DANIEL KWAN: Hi! We’re jumping right in. 

AYO EDEBIRI: Let’s go.

KWAN: Last night when you texted me five times and called me because I missed our interview time, I was really—high is not the right word. I take edible gummies to help me fall asleep, and I take some heavy shit. I was basically out of commission.

EDEBIRI: You and I both need assistance with our concepts of time. [Laughs] 

KWAN: That’s not our problem. I think the whole system of time zones is flawed. So where are you?

EDEBIRI: I’m in Paris and it’s 7 a.m., and you’re in L.A. and it’s 10 p.m.

KWAN: What are you up to?

EDEBIRI: I’m in my alternate life. I went to the Thom Browne couture show, and it was beautiful and insane and I feel nuts in the best way.

KWAN: Have you always been into fashion?

EDEBIRI: I’ve always enjoyed clothes, but as a stand-up I got very into this uniform of big shirt, big pants, which I still think is cool, but I had this idea that if people see my body, they won’t take me seriously in stand-up. 

KWAN: I’m sorry, it sucks that you even felt that way.

EDEBIRI: Yeah, I hate that I’m even saying it.

KWAN: No, it’s honest. But you proved yourself wrong.

EDEBIRI: I don’t know, because now I’m going to these fashion shows and I haven’t been doing stand-up as much.

KWAN: How long have you been doing this PR circus for? Because it’s nonstop.

EDEBIRI: We started as soon as The Bear first came out last year. I was like, “Wait, I’m in New York doing Kelly Ripa. What is happening to my reality right now?” It just picked up from there, because then the award shows started, which is when we met. 
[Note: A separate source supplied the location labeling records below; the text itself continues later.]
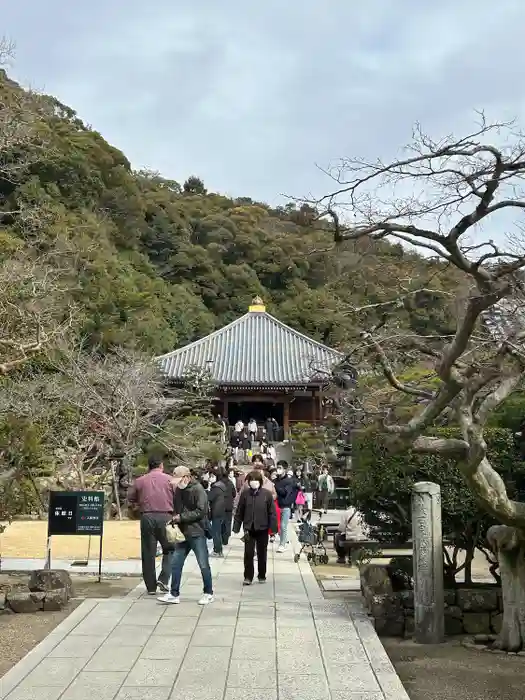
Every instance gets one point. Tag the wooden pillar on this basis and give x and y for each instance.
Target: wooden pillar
(314, 407)
(286, 418)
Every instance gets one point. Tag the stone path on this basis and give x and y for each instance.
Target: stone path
(277, 640)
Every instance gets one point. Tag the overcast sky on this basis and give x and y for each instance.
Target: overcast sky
(251, 95)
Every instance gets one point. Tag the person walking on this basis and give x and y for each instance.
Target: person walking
(325, 488)
(272, 476)
(252, 430)
(309, 486)
(216, 499)
(300, 499)
(256, 513)
(286, 492)
(190, 505)
(270, 430)
(153, 495)
(230, 494)
(258, 464)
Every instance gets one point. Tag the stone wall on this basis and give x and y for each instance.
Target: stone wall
(475, 610)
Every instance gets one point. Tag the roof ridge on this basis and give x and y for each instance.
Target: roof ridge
(281, 324)
(312, 341)
(196, 343)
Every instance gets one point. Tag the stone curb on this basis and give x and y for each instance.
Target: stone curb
(24, 667)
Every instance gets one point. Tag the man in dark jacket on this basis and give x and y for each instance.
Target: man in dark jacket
(190, 507)
(286, 494)
(216, 498)
(256, 513)
(152, 493)
(230, 494)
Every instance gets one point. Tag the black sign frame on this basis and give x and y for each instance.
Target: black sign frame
(76, 513)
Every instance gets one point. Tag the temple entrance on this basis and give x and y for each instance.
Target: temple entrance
(259, 410)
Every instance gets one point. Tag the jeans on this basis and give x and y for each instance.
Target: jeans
(199, 547)
(341, 551)
(216, 532)
(324, 497)
(285, 519)
(153, 530)
(227, 527)
(256, 540)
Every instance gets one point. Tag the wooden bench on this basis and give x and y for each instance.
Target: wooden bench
(381, 550)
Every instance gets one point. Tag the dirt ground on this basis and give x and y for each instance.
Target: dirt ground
(20, 633)
(449, 671)
(27, 540)
(445, 671)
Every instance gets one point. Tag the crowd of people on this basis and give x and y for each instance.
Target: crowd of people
(209, 504)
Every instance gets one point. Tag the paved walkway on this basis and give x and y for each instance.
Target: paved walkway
(277, 640)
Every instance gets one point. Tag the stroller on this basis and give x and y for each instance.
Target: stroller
(311, 538)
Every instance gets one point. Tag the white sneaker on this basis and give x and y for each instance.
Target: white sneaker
(206, 599)
(169, 599)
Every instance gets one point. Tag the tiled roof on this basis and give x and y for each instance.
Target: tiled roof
(255, 350)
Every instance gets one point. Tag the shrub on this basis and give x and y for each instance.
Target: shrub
(381, 485)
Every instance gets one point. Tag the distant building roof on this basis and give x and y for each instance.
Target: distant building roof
(505, 318)
(256, 350)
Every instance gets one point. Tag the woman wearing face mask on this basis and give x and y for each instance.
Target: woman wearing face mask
(300, 499)
(256, 513)
(272, 476)
(216, 498)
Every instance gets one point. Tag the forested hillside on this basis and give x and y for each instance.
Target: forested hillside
(152, 264)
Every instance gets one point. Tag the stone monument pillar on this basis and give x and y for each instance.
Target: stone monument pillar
(429, 606)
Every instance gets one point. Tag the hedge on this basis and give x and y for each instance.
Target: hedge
(381, 484)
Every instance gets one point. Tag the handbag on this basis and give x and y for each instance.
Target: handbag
(174, 533)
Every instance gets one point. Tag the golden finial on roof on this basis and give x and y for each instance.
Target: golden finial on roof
(257, 305)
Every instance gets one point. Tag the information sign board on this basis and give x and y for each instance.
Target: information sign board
(76, 513)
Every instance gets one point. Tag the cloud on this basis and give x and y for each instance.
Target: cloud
(250, 96)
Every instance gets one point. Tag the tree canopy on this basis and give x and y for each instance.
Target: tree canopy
(150, 265)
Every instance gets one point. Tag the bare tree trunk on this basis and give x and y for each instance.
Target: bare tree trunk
(115, 489)
(469, 556)
(509, 545)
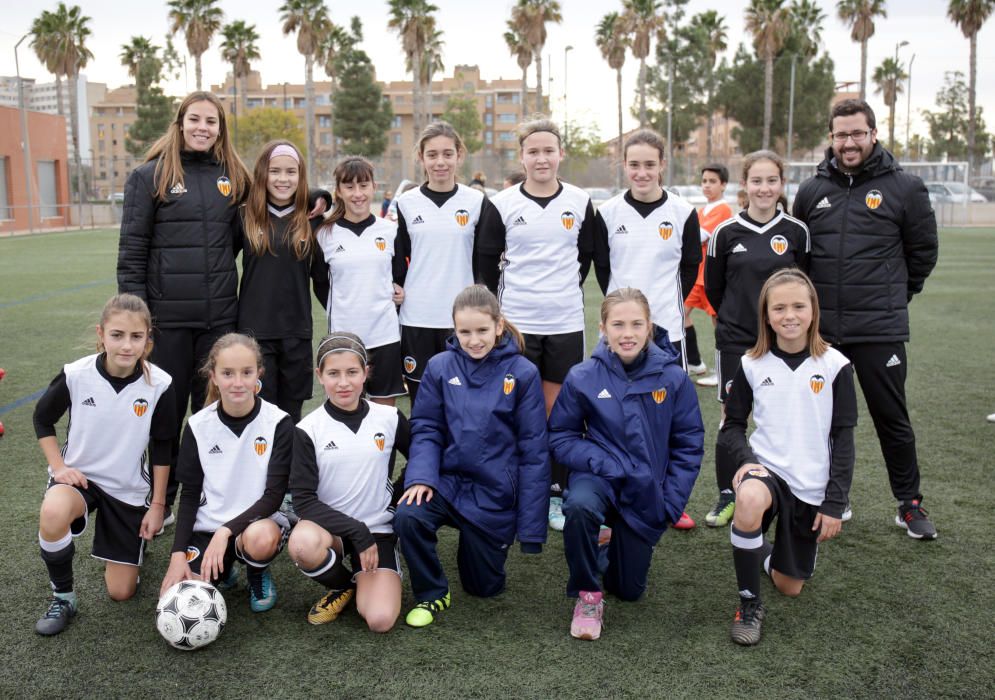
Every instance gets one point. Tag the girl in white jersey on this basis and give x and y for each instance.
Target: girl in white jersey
(234, 464)
(344, 455)
(534, 252)
(797, 465)
(359, 250)
(119, 404)
(437, 226)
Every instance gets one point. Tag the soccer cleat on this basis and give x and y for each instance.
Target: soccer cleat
(684, 523)
(915, 520)
(56, 618)
(710, 380)
(556, 518)
(721, 512)
(330, 606)
(746, 625)
(589, 613)
(262, 591)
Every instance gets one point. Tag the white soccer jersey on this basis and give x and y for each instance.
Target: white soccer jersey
(441, 263)
(108, 431)
(540, 276)
(646, 254)
(354, 468)
(361, 281)
(797, 403)
(235, 466)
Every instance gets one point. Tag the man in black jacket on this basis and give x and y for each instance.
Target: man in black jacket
(873, 246)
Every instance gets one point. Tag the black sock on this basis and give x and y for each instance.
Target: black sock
(691, 351)
(60, 567)
(748, 561)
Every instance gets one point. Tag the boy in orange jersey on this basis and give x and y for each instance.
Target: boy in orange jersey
(714, 178)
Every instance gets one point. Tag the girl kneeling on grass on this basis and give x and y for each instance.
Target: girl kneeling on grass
(234, 463)
(344, 455)
(479, 459)
(798, 463)
(119, 404)
(627, 426)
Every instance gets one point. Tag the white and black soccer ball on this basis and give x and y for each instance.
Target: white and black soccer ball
(191, 615)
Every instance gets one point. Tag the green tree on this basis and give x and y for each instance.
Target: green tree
(199, 20)
(261, 125)
(969, 16)
(463, 114)
(154, 110)
(361, 112)
(859, 16)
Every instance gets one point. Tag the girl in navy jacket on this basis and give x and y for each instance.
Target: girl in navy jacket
(479, 458)
(627, 426)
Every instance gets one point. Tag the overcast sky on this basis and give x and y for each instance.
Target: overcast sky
(473, 35)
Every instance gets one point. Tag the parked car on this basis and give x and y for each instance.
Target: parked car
(952, 192)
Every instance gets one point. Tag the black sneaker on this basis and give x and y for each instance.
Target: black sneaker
(914, 518)
(746, 625)
(56, 618)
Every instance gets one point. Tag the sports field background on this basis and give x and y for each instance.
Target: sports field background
(885, 616)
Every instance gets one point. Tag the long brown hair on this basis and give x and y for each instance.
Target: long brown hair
(352, 169)
(258, 224)
(766, 338)
(129, 303)
(169, 168)
(480, 298)
(226, 341)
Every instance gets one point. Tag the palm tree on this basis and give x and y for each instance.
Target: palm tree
(530, 18)
(239, 48)
(65, 35)
(309, 18)
(642, 20)
(768, 21)
(969, 16)
(859, 16)
(414, 24)
(522, 52)
(712, 30)
(613, 40)
(888, 77)
(199, 20)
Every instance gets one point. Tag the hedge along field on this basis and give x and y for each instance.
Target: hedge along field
(884, 616)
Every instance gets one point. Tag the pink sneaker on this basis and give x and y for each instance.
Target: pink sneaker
(588, 613)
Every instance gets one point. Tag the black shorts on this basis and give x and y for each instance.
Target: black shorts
(795, 543)
(385, 372)
(116, 537)
(555, 354)
(199, 542)
(727, 364)
(419, 345)
(289, 366)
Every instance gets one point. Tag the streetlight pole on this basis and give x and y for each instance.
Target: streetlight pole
(25, 138)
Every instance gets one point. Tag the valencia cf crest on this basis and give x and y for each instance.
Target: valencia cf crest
(817, 382)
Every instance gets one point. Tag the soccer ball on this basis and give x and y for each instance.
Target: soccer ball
(191, 615)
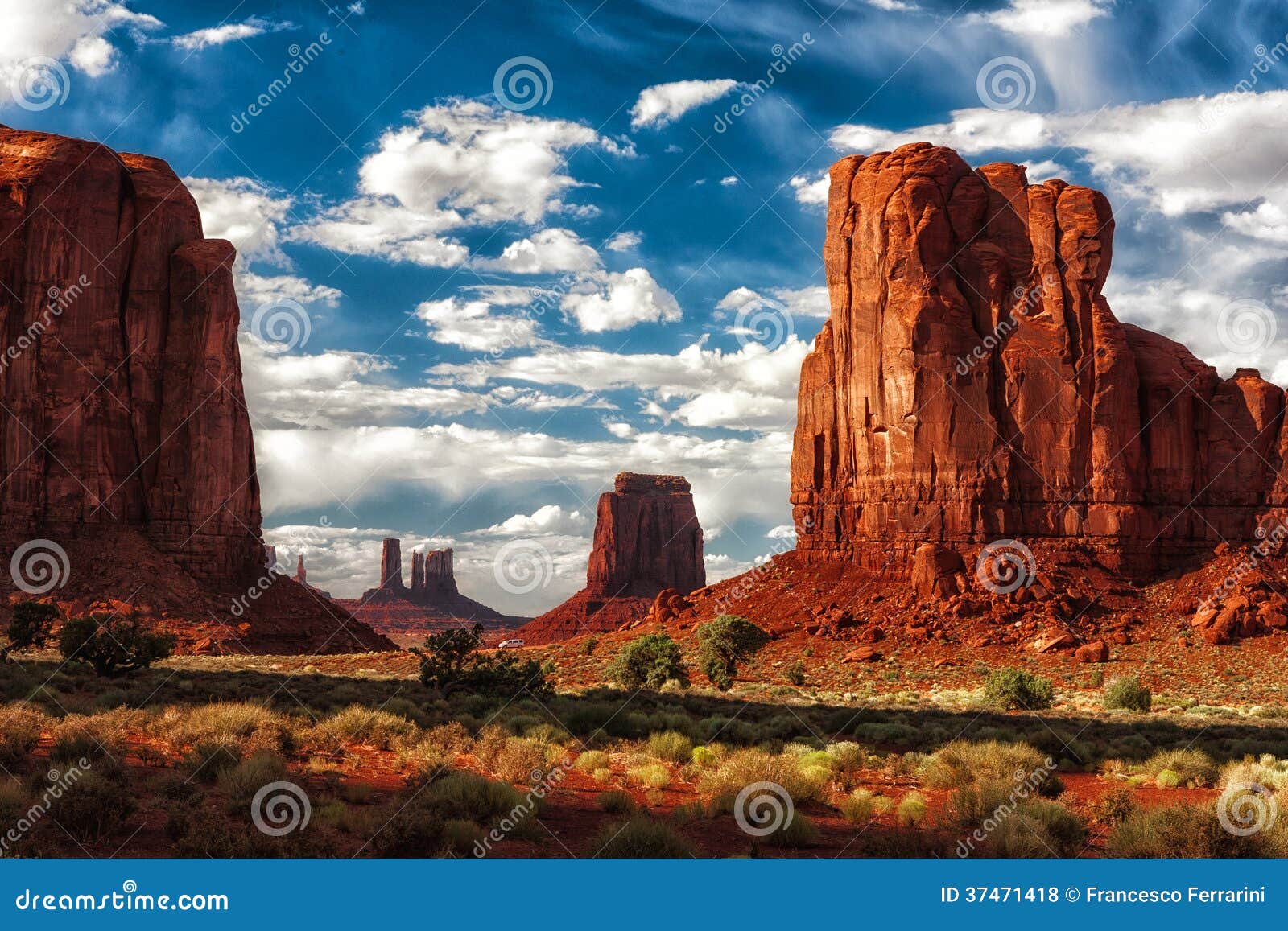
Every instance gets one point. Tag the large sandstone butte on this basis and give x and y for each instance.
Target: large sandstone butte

KWAN: So you haven’t had time to breathe or think. I like this phase in people’s lives where they are in the mess and they haven’t had time to reflect. What is the state of your brain right now? 

EDEBIRI: I’m just trying to take it all in. There’s been a lot of new energy. Did you feel that way?

KWAN: Yes. A friend of mine who had already gone through an awards campaign said, “You’re going to get a lot of energy directed your way. A lot of it’s good, but it doesn’t matter. It will still take the same toll on you.”

EDEBIRI: Yeah, most people are wonderful, but there’s an abundance of energy and I can only digest so much.

KWAN: The amount of people you’re meeting is wild. Do you have an interaction from the past year that stands out?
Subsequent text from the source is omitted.